A popular myth is that teachers get paid summers off. In actuality, teachers are often paid for nine months with the option to have their salary spread over a 12 month period. As of 2010, the median salary for a high school teacher was $53,230, while the median salary for an elementary school teacher was $51,380. Teachers often boost their salaries by volunteering to teach in positions that are difficult to fill, such as bilingual education. Teachers also earn extra money by coaching and teaching summer school.
Not all teachers have their own classrooms. Because of overcrowding, some teachers must float, teaching classes in other teachers' classrooms when those teachers have their conference period. Many special education teachers also go from classroom to classroom, rather than having their own. Regardless of whether or not a teacher has her own classroom, a controlled environment is paramount to learning. New teachers may feel surprised at the amount of time they must dedicate to teaching classroom routines and behavior expectations.
A teacher's job is rarely over at the sound of the last bell.

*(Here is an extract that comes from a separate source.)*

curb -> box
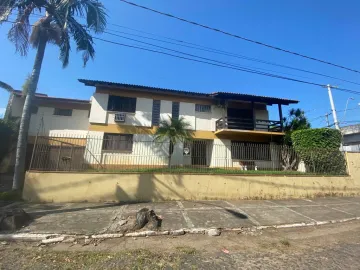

Teachers often work long hours. For example, after students leave, a teacher may attend a mandatory meeting, work on lesson plans and grade papers. Some teachers work until late in the evening coaching students and attending extracurricular events or meeting with parents. It is not uncommon for a teacher to spend a weekend attending a workshop or grading tests.
Blame and Praise
Students in the United States are ranked 16th in reading and even lower in mathematics, notes Charles Kenny, in an August 2012 article in "Businessweek." Consequently, teachers face significant pressure to increase student achievement. The public, including parents, is apt to blame teachers for student failure, often neglecting to look at factors such as lack of literacy in the home and the popularity of passive forms of media. Teachers do not enjoy the support from parents that they did in the past, and must often defend their teaching strategies and standards for accountability to parents and administrators.